机译：在机器学习代码中显示错误：具有突变测试的探索性研究

获取原文

页面导航

摘要
著录项
相似文献
相关主题

摘要

Nowadays statistical machine learning is widely adopted in various domains such as data mining, image recognition and automated driving. However, software quality assurance for machine learning is still in its infancy. While recent efforts have been put into improving the quality of training data and trained models, this paper focuses on code-level bugs in the implementations of machine learning algorithms.
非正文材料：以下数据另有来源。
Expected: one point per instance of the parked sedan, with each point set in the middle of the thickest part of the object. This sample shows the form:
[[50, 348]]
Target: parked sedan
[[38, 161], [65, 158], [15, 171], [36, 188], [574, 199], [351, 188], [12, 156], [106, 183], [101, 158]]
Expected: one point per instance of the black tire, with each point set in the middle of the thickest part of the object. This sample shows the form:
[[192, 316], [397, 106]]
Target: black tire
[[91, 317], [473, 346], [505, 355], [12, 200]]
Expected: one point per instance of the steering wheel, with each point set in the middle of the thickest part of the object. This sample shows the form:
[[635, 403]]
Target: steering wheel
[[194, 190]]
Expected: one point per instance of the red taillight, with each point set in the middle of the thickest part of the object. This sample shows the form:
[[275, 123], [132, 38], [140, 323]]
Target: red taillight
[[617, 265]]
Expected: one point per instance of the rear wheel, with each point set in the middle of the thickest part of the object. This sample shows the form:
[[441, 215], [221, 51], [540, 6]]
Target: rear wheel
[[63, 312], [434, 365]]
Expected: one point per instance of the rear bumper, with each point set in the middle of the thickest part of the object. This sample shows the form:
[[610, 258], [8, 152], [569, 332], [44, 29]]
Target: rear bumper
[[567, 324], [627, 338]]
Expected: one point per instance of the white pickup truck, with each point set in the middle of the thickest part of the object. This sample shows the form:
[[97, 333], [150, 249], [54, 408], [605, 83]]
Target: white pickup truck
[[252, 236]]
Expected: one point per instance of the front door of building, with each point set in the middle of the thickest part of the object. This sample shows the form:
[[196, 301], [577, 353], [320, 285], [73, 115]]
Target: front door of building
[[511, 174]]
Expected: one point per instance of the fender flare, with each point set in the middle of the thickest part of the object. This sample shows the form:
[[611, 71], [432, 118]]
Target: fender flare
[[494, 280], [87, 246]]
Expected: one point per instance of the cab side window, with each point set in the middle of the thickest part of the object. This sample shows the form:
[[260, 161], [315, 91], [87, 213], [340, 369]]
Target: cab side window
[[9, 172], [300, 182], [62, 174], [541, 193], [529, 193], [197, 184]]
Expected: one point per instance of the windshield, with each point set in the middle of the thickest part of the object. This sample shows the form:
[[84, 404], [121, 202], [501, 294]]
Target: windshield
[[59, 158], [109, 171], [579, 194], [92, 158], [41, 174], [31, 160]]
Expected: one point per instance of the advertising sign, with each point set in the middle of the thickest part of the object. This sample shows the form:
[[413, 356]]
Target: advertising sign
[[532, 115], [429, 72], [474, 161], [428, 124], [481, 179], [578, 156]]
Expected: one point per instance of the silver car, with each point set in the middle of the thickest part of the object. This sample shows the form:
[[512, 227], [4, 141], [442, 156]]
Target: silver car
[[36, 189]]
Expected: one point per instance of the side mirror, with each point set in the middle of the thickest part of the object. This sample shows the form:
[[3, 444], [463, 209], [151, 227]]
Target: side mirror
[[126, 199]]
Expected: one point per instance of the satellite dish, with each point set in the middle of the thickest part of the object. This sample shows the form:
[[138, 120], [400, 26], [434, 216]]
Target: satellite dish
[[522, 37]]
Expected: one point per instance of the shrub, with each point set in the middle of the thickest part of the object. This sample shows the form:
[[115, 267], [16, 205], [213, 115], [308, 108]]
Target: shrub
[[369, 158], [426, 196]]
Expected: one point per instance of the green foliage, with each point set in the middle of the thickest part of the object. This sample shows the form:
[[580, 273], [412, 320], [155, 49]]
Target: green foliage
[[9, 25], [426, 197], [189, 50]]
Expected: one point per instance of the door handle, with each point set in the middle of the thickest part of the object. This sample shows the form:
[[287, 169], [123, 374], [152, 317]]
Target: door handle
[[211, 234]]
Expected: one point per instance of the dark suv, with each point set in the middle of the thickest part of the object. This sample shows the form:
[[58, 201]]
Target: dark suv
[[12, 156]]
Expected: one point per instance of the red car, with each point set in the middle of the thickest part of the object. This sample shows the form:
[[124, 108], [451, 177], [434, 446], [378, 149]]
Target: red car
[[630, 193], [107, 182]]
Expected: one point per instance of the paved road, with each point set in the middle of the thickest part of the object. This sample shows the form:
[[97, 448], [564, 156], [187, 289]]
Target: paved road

In this explorative study we simulated program bugs by mutating Weka implementations of several classification algorithms. We observed that 8%-40% of the logically non-equivalent executable mutants were statistically indistinguishable from their golden versions. Moreover, other 15%-36% of the mutants were stubborn, as they performed not significantly worse than a reference classifier on at least one natural data set. We also experimented with several approaches to killing those stubborn mutants. Preliminary results indicate that bugs in machine learning code may have negative impacts on statistical properties such as robustness and learning curves, but they could be very difficult to detect, due to the lack of effective oracles.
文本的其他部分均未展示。